If the weight of a member for handling, transportation, or erection is a concern, the fresh density should be used to compute the member weight because the concrete will not lose much moisture before handling, transportation, or erection. Contract documents must also indicate the density of reinforced concrete used for dead load calculations. This includes an allowance for reinforcing steel that is usually taken as an extra 5 lb/ft3 (80 kg/m3).
While entrained air is generally used to protect the paste in concrete from damage caused by freezing and thawing, it is also used in LWC to improve its workability and finishing characteristics and to further reduce the concrete density. Air content must be measured at the point of placement using the volumetric method per AASHTO T 196(5) and not the pressure method per AASHTO T 152.(6)
Freezing and Thawing Resistance
Where resistance to freezing and thawing is important, testing should be required according to AASHTO T 161 Procedure A.(7) The standard test method must be modified for lightweight concrete by allowing specimens to dry prior to testing as specified in AASHTO M 195.(2) This modification must be followed to obtain meaningful results.
1. Castrodale, R. W. and Harmon, K. S., “Specifying Lightweight Concrete for Bridges,” Proceedings, 2008 Concrete Bridge Conference, St. Louis, MO, May 16-19, 2008, 12 pp.
2. Standard Specification for Lightweight Aggregates for Structural Concrete, AASHTO M 195, American Association of State Highway and Transportation Officials, Washington, DC.
3. Georgia Department of Transportation, “Special Provisions: Section 500—Concrete Structures,” Contract Documents for Project No. MSL-003-00(161) & IM-85-1(356), Coweta & Meriwether Counties, August 23, 2006, 5 pp.
4. Standard Test Method for Determining Density of Structural Lightweight Concrete, ASTM C567, ASTM International, West Conshohocken, PA.

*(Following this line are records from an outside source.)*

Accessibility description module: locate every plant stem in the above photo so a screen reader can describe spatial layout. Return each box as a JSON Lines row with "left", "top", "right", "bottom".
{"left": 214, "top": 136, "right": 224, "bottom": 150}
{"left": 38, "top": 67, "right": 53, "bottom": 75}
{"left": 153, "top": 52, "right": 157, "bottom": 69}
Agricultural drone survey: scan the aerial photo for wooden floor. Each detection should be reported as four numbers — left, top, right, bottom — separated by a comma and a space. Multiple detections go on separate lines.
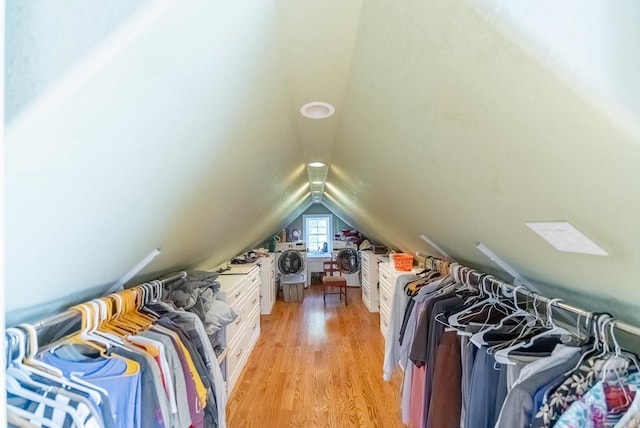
226, 283, 404, 428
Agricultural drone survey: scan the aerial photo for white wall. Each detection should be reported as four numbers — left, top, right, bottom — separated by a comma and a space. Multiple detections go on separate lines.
327, 0, 640, 323
6, 0, 640, 329
5, 0, 309, 322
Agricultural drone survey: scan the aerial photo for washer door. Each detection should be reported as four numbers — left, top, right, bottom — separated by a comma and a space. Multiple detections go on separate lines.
278, 250, 305, 274
336, 248, 360, 274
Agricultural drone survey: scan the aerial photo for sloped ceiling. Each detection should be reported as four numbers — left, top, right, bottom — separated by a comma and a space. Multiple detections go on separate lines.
6, 0, 640, 324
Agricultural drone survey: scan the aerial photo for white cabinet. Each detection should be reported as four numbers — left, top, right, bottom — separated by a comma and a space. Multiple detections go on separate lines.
216, 266, 261, 394
258, 254, 276, 314
378, 262, 419, 337
360, 250, 379, 312
378, 263, 394, 337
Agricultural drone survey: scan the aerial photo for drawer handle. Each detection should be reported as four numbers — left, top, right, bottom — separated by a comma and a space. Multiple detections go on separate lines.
235, 317, 242, 326
236, 349, 243, 358
252, 298, 257, 305
252, 323, 257, 330
382, 296, 388, 302
381, 274, 388, 280
251, 276, 257, 282
383, 320, 388, 327
234, 291, 241, 299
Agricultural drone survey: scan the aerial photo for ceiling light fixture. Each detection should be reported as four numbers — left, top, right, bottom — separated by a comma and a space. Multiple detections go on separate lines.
311, 181, 323, 185
300, 102, 335, 119
308, 162, 326, 168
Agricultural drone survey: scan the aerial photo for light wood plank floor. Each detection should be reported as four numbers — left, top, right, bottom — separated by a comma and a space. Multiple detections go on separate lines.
226, 283, 404, 428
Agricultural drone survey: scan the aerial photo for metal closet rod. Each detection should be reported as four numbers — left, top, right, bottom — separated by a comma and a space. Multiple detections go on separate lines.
418, 254, 640, 339
29, 271, 187, 331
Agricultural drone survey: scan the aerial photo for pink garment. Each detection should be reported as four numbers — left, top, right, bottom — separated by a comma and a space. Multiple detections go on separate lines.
410, 364, 427, 428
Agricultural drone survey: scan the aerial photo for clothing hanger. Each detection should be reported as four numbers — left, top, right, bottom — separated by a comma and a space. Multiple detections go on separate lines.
6, 327, 108, 404
6, 373, 85, 427
17, 324, 64, 377
448, 274, 511, 329
45, 303, 115, 356
469, 285, 538, 347
132, 285, 157, 324
88, 299, 128, 346
102, 293, 139, 335
7, 410, 41, 428
494, 297, 573, 365
598, 318, 639, 382
62, 303, 141, 375
4, 331, 85, 428
486, 291, 550, 354
447, 273, 491, 328
118, 289, 153, 329
598, 318, 639, 415
7, 402, 57, 428
558, 311, 602, 379
106, 292, 143, 333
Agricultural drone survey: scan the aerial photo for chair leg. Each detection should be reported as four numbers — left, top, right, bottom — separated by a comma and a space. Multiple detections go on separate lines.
344, 286, 347, 306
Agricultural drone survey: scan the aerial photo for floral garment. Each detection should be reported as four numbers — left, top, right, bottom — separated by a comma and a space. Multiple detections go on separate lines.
553, 372, 640, 428
532, 357, 600, 427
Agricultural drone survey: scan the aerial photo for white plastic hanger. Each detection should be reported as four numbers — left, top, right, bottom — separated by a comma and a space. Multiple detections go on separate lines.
494, 298, 573, 365
470, 285, 538, 347
88, 300, 126, 346
5, 328, 84, 428
12, 325, 108, 403
449, 274, 512, 329
7, 402, 57, 428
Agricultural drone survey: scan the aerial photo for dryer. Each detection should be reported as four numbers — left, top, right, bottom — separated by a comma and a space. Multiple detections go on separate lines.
275, 241, 307, 286
332, 241, 360, 286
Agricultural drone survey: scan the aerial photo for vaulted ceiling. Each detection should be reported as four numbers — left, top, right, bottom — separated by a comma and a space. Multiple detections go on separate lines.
6, 0, 640, 325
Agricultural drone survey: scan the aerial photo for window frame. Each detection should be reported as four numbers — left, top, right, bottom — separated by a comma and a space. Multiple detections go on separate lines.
303, 214, 333, 256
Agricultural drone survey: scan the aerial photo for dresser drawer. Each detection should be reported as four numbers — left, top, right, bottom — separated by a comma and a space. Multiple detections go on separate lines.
362, 282, 370, 300
245, 285, 260, 315
379, 297, 391, 336
225, 299, 246, 344
379, 284, 392, 308
246, 269, 260, 290
227, 306, 261, 393
226, 338, 246, 391
381, 316, 390, 337
361, 264, 369, 283
228, 287, 259, 341
226, 280, 248, 309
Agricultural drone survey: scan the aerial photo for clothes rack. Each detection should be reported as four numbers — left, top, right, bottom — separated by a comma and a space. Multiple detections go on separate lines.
421, 255, 640, 339
29, 271, 187, 344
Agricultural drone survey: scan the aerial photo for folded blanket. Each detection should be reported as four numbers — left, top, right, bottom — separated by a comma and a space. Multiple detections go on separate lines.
163, 271, 234, 335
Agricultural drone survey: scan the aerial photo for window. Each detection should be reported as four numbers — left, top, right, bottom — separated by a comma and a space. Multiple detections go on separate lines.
304, 215, 333, 256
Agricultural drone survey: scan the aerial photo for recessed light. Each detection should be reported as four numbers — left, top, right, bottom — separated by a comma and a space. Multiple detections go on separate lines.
308, 162, 326, 168
311, 181, 323, 185
300, 102, 335, 119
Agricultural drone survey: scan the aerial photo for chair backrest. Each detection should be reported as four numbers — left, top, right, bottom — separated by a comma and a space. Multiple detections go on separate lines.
323, 261, 342, 277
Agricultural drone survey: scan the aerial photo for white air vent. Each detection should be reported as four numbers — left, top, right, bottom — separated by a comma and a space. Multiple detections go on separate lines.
525, 221, 608, 256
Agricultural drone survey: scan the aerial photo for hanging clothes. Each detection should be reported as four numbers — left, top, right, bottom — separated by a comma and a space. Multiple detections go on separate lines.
392, 260, 640, 428
5, 278, 230, 428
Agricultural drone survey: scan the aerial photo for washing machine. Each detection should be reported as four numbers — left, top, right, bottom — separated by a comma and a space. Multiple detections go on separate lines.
333, 241, 360, 286
275, 241, 307, 286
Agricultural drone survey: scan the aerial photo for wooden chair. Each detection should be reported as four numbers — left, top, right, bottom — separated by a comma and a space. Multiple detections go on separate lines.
322, 260, 347, 305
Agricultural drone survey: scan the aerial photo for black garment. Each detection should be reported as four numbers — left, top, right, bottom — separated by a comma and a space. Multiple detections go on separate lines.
399, 297, 416, 346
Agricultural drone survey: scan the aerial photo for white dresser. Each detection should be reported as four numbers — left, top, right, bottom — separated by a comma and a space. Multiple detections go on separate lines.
360, 250, 379, 312
257, 254, 276, 314
378, 262, 419, 337
216, 266, 261, 394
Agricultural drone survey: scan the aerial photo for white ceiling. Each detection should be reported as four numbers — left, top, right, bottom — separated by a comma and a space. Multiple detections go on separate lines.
6, 0, 640, 325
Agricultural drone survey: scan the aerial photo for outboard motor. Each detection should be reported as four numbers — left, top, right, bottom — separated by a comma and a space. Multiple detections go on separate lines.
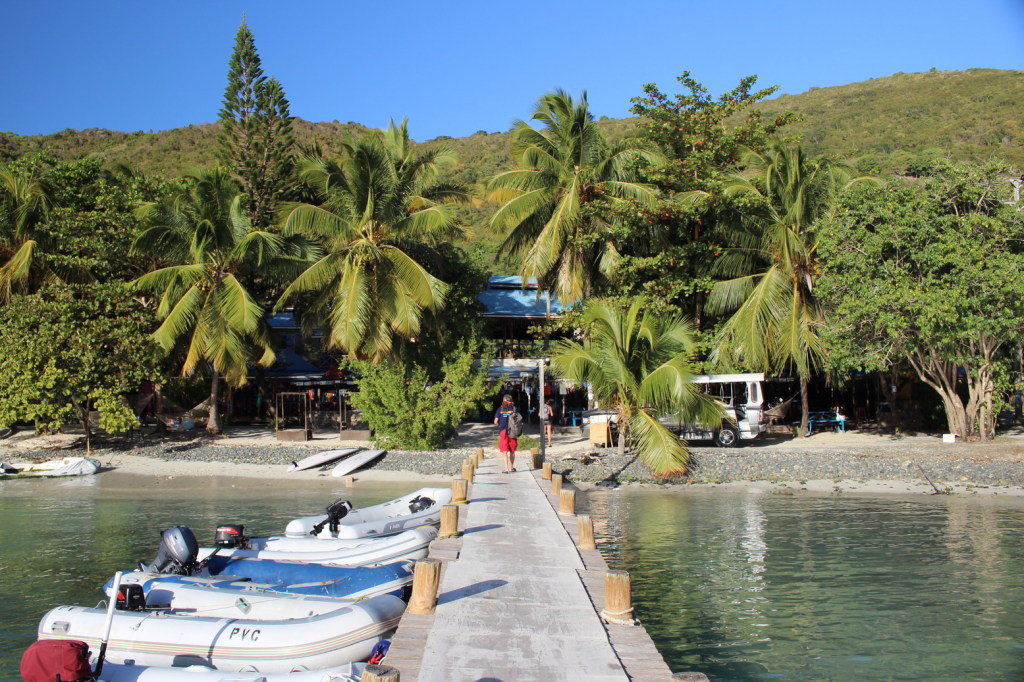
408, 495, 434, 513
215, 524, 248, 549
141, 526, 200, 574
310, 499, 353, 536
115, 583, 147, 611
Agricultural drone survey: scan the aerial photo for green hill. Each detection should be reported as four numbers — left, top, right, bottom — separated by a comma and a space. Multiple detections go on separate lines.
3, 68, 1020, 179
754, 68, 1024, 173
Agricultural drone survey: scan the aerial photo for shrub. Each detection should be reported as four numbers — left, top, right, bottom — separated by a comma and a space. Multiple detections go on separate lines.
349, 342, 489, 450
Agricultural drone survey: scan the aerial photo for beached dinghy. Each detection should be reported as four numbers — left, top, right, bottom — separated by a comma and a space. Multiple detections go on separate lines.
37, 593, 403, 673
1, 456, 101, 478
286, 448, 360, 472
199, 525, 437, 566
285, 487, 452, 539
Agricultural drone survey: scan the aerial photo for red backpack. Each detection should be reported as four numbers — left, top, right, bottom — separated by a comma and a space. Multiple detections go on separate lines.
20, 640, 94, 682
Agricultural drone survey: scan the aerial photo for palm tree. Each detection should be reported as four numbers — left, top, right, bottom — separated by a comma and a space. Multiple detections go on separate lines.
0, 164, 57, 302
703, 141, 873, 435
489, 90, 662, 302
550, 299, 723, 475
277, 120, 469, 361
131, 168, 304, 434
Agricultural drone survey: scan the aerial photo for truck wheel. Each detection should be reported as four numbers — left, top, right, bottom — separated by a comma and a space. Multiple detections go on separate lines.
715, 425, 739, 448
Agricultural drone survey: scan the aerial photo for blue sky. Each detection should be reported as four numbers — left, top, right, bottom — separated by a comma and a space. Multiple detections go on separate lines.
2, 0, 1022, 142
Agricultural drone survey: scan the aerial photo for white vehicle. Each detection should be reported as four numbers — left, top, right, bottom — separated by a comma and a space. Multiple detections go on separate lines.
662, 373, 768, 447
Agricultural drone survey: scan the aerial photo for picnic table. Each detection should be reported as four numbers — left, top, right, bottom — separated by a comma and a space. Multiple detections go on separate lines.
806, 410, 847, 435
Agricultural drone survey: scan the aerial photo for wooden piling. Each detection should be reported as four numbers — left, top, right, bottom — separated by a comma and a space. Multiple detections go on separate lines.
452, 477, 468, 504
475, 447, 485, 460
550, 473, 563, 496
531, 449, 544, 469
577, 514, 597, 550
343, 475, 355, 487
602, 570, 636, 625
407, 559, 442, 615
462, 459, 474, 483
559, 489, 576, 515
361, 663, 400, 681
440, 504, 460, 538
542, 462, 552, 479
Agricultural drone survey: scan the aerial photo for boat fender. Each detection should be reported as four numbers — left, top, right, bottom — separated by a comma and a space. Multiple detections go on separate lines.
311, 499, 353, 535
215, 524, 249, 548
116, 583, 146, 611
408, 496, 434, 513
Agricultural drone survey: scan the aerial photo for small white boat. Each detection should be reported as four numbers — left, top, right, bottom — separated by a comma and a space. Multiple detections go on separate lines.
285, 487, 452, 539
198, 526, 437, 566
97, 661, 364, 681
331, 449, 385, 477
286, 448, 360, 472
108, 578, 368, 620
37, 593, 404, 673
0, 456, 101, 478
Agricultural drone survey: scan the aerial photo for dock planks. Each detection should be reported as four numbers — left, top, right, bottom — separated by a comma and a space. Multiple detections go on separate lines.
386, 454, 687, 681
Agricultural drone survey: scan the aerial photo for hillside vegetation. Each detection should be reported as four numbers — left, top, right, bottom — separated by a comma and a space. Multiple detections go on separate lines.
4, 69, 1020, 178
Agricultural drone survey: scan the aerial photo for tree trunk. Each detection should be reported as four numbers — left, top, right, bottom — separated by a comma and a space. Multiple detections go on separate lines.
71, 398, 92, 455
963, 336, 1000, 441
907, 350, 969, 438
799, 376, 810, 437
617, 422, 627, 457
207, 369, 222, 435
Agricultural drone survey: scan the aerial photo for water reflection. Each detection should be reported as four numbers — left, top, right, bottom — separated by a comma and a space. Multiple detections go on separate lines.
587, 488, 1024, 681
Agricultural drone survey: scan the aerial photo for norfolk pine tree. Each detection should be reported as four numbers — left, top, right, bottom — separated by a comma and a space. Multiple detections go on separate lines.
218, 20, 295, 230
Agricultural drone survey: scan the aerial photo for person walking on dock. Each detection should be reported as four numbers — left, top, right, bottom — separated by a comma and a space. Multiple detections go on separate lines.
494, 394, 521, 473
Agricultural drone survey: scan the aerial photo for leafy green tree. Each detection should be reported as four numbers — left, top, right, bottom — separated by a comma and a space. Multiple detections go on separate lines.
489, 90, 661, 302
550, 299, 722, 474
218, 19, 295, 229
278, 120, 469, 361
818, 163, 1024, 439
612, 72, 796, 325
131, 168, 303, 433
0, 283, 161, 451
701, 142, 874, 435
348, 341, 490, 450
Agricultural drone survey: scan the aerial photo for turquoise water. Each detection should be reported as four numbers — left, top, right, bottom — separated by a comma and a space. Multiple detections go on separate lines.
587, 488, 1024, 681
0, 474, 424, 681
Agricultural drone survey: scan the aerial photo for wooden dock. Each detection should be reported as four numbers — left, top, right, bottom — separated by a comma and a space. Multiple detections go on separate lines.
383, 452, 702, 681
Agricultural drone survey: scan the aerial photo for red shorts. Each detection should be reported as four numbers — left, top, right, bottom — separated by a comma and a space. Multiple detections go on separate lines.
499, 429, 518, 453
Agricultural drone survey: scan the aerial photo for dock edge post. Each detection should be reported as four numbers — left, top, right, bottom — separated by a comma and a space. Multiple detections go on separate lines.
362, 663, 400, 681
439, 503, 460, 538
601, 570, 637, 626
451, 477, 468, 504
407, 559, 442, 615
542, 461, 552, 479
559, 489, 576, 515
550, 472, 563, 496
577, 514, 597, 550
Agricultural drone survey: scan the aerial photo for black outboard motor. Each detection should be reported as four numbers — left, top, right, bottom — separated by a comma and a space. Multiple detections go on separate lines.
408, 495, 434, 513
115, 583, 147, 611
215, 524, 248, 549
310, 499, 353, 536
141, 526, 200, 574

5. Standard Method of Test for Air Content of Freshly Mixed Concrete by the Volumetric Method, AASHTO T 196, American Association of State Highway and Transportation Officials, Washington, DC.
6. Standard Method of Test for Air Content of Freshly Mixed Concrete by the Pressure Method, AASHTO T 152, American Association of State Highway and Transportation Officials, Washington, DC.
7. Standard Method of Test for Resistance of Concrete to Rapid Freezing and Thawing, AASHTO T 161, American Association of State Highway and Transportation Officials, Washington, DC.